Covid long : la France poursuit ses recherches, l’UE recommande aux malades de ne pas travailler à plus de 70% de leur capacité

La maladie représente un défi considérable pour les employeurs et les employés. [fizkes/Shutterstock]

En France, la nouvelle ministre de la Santé Brigitte Bourguignon continuera la lutte contre le Covid long. De son côté, Bruxelles recommande aux malades de travailler à temps partiel, sans quoi le risque de rechute de la maladie serait inévitable.

Encore difficile à identifier, le Covid long concernerait 10 à 30% des personnes infectées par la Covid-19.

On considère qu’une personne est atteinte de Covid long lorsqu’elle présente des symptômes de la maladie pendant plus de trois mois après avoir été testée positive. Épuisement, essoufflement, malaises post effort, douleurs… Un véritable calvaire pour les malades.

Le ministère de la Santé a fait savoir à EURACTIV que la nouvelle ministre de la Santé Brigitte Bourguignon s’emparerait à son tour du dossier Covid long dans la continuité de la feuille de route de son prédécesseur Olivier Véran.

En mars dernier, M. Véran définit trois priorités concernant la maladie : améliorer sa prise en charge, mieux la connaître et surtout mieux la faire connaître au sein de la population et des professionnels de santé.

« On attend de Mme Bourguignon continue sur la même lancée qu’Olivier Véran, et qu’elle aille plus loin avec une vraie reconnaissance, une vraie prise en charge et avoir de la recherche », déclare à EURACTIV Céline Castera de l’association de patients AprèsJ20.
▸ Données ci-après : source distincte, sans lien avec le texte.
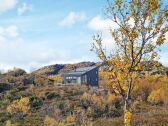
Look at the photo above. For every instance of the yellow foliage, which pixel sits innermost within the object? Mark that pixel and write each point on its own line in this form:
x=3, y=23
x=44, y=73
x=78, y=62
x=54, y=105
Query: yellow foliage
x=127, y=118
x=48, y=121
x=86, y=96
x=9, y=123
x=155, y=96
x=71, y=118
x=19, y=105
x=110, y=97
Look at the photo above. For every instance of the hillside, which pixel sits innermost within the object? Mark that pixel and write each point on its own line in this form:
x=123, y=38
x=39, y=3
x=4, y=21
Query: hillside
x=31, y=100
x=61, y=68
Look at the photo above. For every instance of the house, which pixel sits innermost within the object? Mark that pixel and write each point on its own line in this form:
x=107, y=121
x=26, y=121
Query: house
x=86, y=75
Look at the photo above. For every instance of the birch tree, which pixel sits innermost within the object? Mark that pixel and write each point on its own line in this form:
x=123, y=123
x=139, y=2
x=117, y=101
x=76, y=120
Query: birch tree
x=142, y=27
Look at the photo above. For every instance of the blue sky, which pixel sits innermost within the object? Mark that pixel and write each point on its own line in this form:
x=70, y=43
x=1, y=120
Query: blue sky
x=35, y=33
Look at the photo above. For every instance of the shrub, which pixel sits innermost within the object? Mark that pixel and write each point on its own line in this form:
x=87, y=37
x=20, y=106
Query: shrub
x=155, y=97
x=48, y=121
x=71, y=118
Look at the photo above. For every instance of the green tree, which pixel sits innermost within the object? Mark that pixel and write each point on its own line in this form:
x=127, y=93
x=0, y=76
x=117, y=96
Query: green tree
x=135, y=42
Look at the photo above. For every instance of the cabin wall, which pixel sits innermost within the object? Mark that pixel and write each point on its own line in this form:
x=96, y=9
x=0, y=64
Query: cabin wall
x=93, y=77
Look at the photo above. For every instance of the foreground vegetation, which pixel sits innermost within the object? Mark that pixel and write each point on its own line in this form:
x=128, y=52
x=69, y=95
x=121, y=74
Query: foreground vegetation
x=53, y=105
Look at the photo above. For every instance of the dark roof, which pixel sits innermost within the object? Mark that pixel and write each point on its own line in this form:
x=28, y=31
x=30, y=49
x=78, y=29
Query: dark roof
x=80, y=71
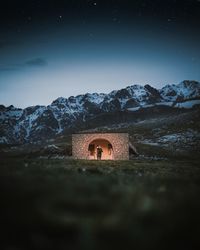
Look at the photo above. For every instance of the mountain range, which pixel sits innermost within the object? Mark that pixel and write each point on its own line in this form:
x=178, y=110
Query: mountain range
x=35, y=123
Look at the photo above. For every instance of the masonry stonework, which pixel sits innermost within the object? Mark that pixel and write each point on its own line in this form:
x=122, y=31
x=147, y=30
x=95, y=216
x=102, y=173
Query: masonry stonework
x=115, y=145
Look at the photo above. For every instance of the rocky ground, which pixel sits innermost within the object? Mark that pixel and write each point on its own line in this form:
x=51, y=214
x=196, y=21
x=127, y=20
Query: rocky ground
x=66, y=204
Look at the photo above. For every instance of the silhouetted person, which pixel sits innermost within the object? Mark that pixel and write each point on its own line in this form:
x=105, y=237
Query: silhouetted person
x=99, y=152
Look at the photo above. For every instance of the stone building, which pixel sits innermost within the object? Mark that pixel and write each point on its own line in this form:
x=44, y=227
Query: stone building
x=115, y=146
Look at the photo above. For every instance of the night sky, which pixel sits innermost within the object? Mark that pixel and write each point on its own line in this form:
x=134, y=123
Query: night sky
x=61, y=48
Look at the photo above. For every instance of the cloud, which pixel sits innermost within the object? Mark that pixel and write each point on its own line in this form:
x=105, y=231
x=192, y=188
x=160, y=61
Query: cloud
x=36, y=62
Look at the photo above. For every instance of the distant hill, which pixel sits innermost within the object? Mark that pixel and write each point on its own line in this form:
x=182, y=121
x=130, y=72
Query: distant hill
x=65, y=115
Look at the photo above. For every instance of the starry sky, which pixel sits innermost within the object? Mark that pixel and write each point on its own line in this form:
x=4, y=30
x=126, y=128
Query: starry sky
x=69, y=47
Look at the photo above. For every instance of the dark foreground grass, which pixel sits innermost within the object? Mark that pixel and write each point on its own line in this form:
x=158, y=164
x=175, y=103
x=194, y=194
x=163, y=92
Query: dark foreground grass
x=67, y=204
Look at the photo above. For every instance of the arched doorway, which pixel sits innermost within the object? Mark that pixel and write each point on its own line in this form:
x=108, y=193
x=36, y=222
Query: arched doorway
x=107, y=149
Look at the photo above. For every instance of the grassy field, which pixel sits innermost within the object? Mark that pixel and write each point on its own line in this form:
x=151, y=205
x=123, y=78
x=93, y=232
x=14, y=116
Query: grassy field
x=68, y=204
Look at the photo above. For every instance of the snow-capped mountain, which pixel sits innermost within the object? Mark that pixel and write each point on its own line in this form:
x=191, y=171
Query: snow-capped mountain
x=42, y=122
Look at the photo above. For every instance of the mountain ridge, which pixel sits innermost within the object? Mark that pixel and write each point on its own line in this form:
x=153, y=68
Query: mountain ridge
x=40, y=122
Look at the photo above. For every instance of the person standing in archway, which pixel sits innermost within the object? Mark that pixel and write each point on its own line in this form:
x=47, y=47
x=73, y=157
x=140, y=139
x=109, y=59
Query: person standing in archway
x=99, y=152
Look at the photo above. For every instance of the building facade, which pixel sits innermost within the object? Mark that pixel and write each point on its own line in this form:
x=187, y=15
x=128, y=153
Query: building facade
x=115, y=146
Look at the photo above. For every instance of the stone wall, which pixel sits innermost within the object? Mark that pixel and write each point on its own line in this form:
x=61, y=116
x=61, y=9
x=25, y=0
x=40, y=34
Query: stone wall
x=119, y=142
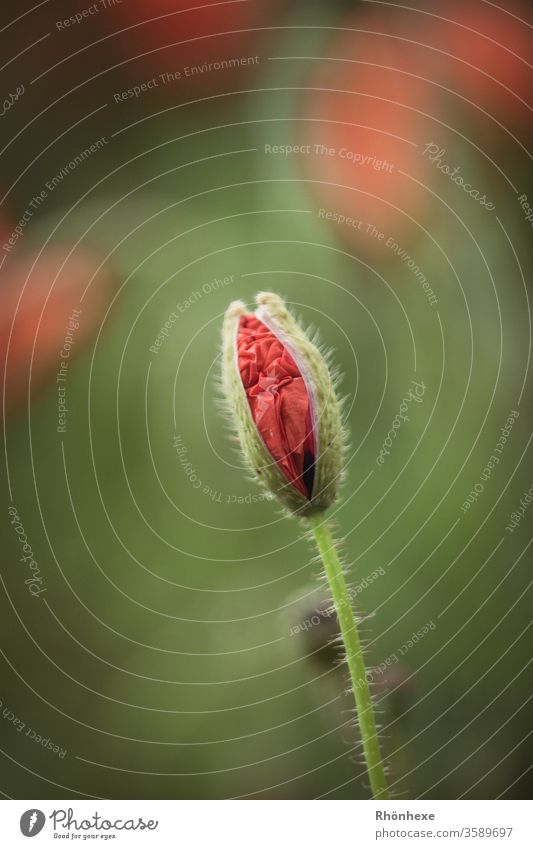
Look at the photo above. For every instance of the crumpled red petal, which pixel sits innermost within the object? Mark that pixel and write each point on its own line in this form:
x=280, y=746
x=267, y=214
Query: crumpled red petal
x=279, y=401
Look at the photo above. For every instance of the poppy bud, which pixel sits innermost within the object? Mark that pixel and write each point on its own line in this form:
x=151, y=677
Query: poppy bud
x=282, y=400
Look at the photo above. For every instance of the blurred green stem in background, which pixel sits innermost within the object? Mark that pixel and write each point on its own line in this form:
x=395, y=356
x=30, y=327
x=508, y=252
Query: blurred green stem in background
x=354, y=655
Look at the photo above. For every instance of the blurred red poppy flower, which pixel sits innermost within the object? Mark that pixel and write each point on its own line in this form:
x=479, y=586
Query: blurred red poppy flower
x=42, y=301
x=279, y=401
x=371, y=104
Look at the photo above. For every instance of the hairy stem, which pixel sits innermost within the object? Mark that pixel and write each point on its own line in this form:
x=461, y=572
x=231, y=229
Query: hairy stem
x=354, y=656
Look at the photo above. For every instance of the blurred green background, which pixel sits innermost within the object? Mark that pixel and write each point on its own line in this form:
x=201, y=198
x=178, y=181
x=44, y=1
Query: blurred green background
x=161, y=656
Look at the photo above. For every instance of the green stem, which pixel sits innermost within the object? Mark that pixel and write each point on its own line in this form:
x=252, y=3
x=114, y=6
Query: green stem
x=354, y=656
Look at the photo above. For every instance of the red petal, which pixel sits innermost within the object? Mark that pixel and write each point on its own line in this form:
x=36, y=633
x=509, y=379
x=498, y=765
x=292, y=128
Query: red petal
x=279, y=401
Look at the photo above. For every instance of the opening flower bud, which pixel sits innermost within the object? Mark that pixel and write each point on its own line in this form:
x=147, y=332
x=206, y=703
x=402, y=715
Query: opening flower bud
x=282, y=399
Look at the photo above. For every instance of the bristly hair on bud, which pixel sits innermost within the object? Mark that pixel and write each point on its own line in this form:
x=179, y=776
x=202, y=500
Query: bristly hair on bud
x=281, y=396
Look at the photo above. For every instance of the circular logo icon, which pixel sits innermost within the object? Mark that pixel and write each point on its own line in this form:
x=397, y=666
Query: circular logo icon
x=32, y=822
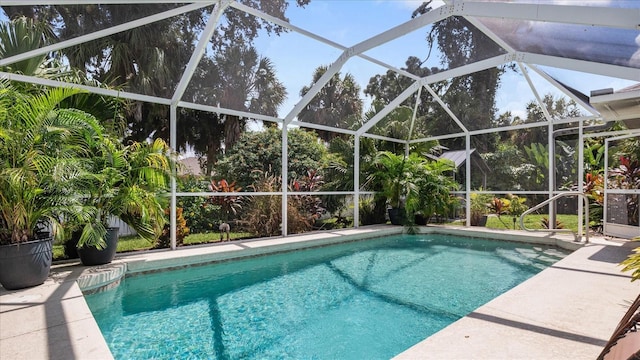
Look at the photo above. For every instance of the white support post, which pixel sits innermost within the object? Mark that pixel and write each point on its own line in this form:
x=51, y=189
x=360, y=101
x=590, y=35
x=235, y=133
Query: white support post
x=552, y=169
x=605, y=205
x=356, y=181
x=580, y=179
x=173, y=118
x=285, y=177
x=467, y=167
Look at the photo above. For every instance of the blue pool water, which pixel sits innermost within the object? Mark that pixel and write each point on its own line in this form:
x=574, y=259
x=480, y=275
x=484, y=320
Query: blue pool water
x=362, y=300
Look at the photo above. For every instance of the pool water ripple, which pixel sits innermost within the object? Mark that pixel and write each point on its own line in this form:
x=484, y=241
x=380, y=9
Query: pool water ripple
x=366, y=299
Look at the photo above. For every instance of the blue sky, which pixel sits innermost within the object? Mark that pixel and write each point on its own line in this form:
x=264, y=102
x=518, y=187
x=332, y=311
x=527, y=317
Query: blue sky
x=349, y=22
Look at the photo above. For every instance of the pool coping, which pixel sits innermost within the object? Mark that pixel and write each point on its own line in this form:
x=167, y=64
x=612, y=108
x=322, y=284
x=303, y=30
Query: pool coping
x=53, y=321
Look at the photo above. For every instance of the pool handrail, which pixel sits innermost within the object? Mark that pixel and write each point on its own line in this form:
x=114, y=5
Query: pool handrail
x=553, y=230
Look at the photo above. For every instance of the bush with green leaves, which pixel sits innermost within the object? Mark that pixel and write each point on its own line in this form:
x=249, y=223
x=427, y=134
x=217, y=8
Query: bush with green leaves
x=259, y=152
x=262, y=214
x=201, y=215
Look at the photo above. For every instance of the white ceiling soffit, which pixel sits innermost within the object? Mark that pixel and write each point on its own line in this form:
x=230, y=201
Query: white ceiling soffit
x=619, y=106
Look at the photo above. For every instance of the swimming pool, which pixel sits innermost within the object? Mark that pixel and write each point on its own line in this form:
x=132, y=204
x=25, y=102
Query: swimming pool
x=366, y=299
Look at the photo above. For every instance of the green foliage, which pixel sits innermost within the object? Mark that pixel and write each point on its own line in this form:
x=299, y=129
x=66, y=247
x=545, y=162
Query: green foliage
x=42, y=150
x=259, y=152
x=128, y=182
x=230, y=204
x=480, y=203
x=261, y=215
x=164, y=240
x=544, y=224
x=337, y=104
x=632, y=263
x=201, y=215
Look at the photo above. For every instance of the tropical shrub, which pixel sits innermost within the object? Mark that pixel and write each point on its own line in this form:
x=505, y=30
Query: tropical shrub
x=230, y=204
x=42, y=149
x=261, y=214
x=200, y=214
x=259, y=152
x=182, y=230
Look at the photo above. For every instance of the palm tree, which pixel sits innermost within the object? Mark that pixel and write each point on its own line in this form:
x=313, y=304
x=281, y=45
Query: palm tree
x=338, y=104
x=42, y=147
x=236, y=78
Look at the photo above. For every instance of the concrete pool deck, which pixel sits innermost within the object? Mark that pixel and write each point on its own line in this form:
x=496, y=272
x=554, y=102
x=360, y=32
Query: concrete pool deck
x=569, y=310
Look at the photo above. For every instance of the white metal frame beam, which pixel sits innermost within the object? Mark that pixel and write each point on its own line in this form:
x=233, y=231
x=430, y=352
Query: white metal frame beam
x=105, y=32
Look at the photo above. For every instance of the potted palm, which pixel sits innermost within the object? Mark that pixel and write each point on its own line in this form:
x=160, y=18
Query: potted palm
x=126, y=182
x=41, y=161
x=432, y=194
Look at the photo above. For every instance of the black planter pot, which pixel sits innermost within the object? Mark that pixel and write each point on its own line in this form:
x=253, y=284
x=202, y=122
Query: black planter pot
x=26, y=264
x=71, y=245
x=397, y=216
x=92, y=256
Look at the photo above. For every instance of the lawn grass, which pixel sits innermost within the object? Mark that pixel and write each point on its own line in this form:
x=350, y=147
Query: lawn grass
x=532, y=221
x=136, y=243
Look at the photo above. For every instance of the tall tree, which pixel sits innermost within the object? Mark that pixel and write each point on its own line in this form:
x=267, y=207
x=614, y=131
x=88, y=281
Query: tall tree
x=338, y=104
x=235, y=78
x=148, y=59
x=471, y=97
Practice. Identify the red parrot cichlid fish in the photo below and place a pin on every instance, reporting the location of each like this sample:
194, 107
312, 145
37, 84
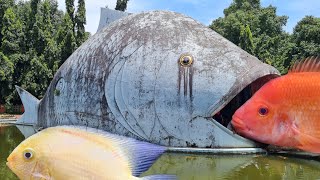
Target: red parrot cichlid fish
286, 110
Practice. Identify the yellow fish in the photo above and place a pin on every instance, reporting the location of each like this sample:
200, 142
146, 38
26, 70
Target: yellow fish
74, 152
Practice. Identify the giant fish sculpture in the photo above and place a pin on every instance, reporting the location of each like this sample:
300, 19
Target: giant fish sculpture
157, 76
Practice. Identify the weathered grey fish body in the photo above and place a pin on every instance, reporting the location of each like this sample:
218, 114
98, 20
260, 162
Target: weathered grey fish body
158, 76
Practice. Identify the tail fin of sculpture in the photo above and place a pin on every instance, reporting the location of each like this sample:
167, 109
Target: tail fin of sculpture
31, 105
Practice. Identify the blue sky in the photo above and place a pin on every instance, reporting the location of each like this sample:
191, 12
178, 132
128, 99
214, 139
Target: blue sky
202, 10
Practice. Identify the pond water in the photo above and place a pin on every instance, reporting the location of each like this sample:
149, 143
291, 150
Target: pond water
194, 167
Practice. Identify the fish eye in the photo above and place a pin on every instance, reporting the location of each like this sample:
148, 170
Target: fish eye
263, 111
28, 154
186, 60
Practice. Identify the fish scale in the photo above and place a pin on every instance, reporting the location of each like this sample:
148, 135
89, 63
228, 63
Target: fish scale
286, 110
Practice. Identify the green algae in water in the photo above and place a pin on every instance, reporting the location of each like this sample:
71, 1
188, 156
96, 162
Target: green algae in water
10, 137
196, 167
246, 167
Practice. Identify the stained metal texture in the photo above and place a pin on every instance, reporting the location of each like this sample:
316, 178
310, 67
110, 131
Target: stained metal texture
132, 79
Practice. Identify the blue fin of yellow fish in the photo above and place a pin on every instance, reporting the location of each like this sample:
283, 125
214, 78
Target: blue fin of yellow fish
140, 155
159, 177
311, 64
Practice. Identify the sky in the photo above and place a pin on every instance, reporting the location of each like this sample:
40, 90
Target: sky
204, 11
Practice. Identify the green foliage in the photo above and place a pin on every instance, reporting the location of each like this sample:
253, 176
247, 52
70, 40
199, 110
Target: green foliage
66, 38
256, 29
12, 33
4, 5
36, 38
246, 41
6, 71
70, 11
121, 5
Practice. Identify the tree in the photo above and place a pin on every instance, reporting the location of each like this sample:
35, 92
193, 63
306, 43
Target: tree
266, 28
6, 71
121, 5
12, 33
70, 12
80, 20
66, 39
4, 5
246, 41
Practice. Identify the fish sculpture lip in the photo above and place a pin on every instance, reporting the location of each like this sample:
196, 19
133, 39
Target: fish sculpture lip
131, 78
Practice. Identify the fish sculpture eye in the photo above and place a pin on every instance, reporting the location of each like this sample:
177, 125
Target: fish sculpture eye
186, 60
28, 154
263, 111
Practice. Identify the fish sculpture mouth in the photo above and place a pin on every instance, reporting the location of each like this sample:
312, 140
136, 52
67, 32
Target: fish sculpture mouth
235, 100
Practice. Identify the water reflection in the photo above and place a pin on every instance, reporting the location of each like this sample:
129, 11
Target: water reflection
193, 167
10, 137
207, 167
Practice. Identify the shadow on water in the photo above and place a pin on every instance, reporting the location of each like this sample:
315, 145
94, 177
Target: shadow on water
191, 166
10, 137
211, 167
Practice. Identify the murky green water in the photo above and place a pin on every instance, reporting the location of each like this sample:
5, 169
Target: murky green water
194, 167
10, 137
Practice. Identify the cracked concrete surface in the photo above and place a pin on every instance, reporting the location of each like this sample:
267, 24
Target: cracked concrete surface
127, 79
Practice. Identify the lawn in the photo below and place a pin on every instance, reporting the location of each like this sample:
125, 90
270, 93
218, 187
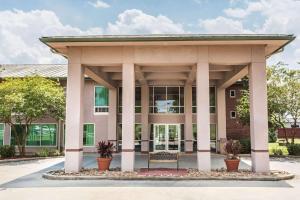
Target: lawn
275, 145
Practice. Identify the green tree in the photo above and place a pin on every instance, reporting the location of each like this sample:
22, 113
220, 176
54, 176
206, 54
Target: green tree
283, 86
25, 100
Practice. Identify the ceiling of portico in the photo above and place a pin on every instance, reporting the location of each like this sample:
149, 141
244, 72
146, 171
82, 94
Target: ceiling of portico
185, 73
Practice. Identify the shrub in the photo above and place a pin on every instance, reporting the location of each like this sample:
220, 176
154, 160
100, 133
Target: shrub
277, 151
294, 149
43, 153
232, 148
7, 151
246, 146
105, 149
272, 137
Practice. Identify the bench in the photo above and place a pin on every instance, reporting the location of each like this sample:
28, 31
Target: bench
281, 142
163, 157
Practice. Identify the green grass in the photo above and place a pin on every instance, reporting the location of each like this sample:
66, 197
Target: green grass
275, 145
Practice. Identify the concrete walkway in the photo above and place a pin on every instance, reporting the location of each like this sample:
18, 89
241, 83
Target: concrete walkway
23, 181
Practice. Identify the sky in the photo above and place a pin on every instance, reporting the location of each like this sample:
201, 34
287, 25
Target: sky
22, 22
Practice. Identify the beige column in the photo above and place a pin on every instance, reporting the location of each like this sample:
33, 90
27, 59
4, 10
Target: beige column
74, 112
128, 117
145, 113
188, 124
221, 114
6, 135
112, 116
258, 117
203, 117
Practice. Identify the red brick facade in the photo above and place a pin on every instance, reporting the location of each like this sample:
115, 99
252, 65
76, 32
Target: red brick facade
290, 132
234, 128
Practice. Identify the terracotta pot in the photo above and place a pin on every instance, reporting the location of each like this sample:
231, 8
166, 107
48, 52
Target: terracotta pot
103, 163
232, 164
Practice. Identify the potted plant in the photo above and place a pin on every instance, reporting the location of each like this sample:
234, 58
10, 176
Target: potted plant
105, 150
232, 160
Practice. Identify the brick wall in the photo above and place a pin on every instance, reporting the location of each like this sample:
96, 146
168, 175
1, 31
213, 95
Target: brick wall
289, 132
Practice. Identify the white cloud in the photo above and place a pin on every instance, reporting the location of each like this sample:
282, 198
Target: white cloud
242, 13
20, 32
99, 4
222, 25
137, 22
283, 17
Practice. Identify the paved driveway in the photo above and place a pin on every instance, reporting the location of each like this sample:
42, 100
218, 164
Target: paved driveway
23, 181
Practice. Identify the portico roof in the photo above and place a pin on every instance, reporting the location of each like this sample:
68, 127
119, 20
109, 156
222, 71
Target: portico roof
273, 42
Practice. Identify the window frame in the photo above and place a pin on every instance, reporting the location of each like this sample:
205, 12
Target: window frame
100, 113
94, 140
36, 146
233, 92
3, 134
152, 107
232, 111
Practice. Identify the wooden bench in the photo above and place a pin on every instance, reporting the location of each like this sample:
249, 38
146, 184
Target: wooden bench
163, 157
281, 142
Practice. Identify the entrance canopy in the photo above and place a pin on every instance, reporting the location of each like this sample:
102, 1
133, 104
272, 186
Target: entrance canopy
169, 59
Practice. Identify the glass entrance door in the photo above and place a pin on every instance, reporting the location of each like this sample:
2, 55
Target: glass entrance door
167, 137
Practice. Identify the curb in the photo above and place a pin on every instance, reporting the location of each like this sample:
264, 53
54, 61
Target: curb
27, 159
49, 176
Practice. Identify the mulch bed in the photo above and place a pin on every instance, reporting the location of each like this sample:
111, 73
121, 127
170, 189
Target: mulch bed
168, 174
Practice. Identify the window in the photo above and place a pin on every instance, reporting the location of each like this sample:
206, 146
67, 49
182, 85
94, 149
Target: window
88, 135
1, 134
212, 100
138, 100
213, 137
166, 99
232, 114
39, 135
232, 93
137, 137
101, 99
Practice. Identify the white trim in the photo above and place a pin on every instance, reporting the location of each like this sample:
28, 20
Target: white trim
231, 117
41, 146
94, 134
178, 125
233, 92
166, 88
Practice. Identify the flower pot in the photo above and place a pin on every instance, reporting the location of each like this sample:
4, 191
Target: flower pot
103, 163
232, 164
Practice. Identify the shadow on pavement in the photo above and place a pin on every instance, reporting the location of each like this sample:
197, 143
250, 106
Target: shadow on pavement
36, 180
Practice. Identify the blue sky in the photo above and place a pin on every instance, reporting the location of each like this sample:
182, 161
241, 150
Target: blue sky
23, 22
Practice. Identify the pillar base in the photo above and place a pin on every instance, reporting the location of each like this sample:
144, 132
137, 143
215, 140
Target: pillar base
127, 161
203, 161
73, 161
260, 161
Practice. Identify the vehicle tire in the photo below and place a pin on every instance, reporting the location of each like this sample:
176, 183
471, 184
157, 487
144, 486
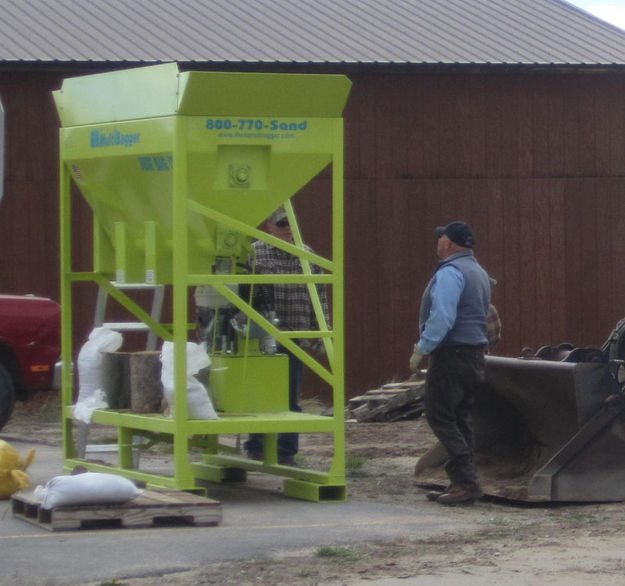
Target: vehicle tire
7, 395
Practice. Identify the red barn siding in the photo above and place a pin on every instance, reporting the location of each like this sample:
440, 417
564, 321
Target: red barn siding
535, 161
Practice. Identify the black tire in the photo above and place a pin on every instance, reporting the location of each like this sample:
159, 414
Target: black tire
7, 396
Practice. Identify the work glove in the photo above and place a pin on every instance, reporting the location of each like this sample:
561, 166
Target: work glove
416, 359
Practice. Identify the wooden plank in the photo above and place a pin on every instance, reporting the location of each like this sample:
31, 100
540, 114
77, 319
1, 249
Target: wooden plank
153, 508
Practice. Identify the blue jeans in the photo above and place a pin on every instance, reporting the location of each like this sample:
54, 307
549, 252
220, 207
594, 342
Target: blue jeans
288, 443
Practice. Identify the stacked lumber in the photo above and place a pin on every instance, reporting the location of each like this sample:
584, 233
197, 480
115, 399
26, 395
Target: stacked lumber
391, 402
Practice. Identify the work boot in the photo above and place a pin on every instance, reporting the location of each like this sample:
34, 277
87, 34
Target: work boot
456, 495
287, 461
433, 495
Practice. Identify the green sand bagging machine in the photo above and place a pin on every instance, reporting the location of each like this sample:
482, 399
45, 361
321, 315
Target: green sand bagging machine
180, 169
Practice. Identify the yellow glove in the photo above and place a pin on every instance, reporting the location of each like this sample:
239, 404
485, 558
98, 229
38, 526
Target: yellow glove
416, 359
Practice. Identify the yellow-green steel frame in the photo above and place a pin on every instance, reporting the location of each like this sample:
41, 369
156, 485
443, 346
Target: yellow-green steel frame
182, 432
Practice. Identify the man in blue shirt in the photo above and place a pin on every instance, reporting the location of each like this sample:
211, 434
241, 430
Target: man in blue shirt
453, 332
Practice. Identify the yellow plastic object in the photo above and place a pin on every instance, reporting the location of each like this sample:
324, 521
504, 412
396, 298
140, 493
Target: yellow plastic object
12, 469
179, 183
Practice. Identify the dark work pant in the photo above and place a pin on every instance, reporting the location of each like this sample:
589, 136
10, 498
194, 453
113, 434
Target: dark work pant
453, 374
288, 443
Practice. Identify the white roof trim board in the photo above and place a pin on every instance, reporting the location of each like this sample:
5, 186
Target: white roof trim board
541, 32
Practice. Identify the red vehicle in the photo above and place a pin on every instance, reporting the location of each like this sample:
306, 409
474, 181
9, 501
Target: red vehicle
30, 347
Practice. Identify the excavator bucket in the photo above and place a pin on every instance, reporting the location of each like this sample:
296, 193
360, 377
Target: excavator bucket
545, 430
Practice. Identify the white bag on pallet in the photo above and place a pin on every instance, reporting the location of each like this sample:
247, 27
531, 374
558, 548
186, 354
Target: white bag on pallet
90, 488
199, 404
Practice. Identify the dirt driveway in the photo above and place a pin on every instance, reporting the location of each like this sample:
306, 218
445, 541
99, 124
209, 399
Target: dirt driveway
573, 544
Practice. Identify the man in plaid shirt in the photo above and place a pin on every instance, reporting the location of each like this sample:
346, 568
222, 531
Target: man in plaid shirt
294, 309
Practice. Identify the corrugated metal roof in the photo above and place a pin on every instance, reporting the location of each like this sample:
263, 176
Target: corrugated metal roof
308, 31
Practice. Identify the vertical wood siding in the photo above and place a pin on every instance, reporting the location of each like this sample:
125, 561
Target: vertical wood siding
535, 161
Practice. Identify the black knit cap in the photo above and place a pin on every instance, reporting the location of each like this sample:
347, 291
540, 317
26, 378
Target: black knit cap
459, 233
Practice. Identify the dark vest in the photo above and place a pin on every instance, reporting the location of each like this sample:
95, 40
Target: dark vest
470, 326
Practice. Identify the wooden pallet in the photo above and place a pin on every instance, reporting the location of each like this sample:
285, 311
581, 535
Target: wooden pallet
391, 402
153, 508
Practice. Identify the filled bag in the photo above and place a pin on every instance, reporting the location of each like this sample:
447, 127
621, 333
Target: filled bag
90, 393
199, 404
12, 469
90, 488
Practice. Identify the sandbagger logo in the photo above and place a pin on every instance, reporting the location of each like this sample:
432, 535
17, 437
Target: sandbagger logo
114, 138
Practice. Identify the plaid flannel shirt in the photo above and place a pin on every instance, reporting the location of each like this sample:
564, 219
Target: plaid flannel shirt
292, 302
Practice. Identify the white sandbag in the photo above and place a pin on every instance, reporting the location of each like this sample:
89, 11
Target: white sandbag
199, 404
90, 488
90, 394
La maladie représente un défi considérable pour les employeurs et les employés, peut-on lire dans la dernière publication de l’Agence européenne pour la sécurité et la santé au travail sur l’impact de la Covid sur le monde du travail publiée le 20 mai dernier.

Pour la plupart d’entre eux, difficile de retourner au travail. Il y a l’épuisement physique, mais aussi l’épuisement psychique, ce « brouillard cérébral » dont parlent les malades et qui provoque des troubles de l’attention et de la concentration.

Pour réduire le risque de rechute, les travailleurs ne doivent pas faire plus de 70 % de ce dont ils se sentent capables, indique encore la publication, car « la fatigue peut provoquer des rechutes et retarder davantage la guérison ».

« Ceci suggère la nécessité d’une politique spécifique au sein des entreprises, ou du moins une reconnaissance explicite de la maladie du Covid long dans les politiques existantes en matière d’arrêt maladie », précise l’agence européenne.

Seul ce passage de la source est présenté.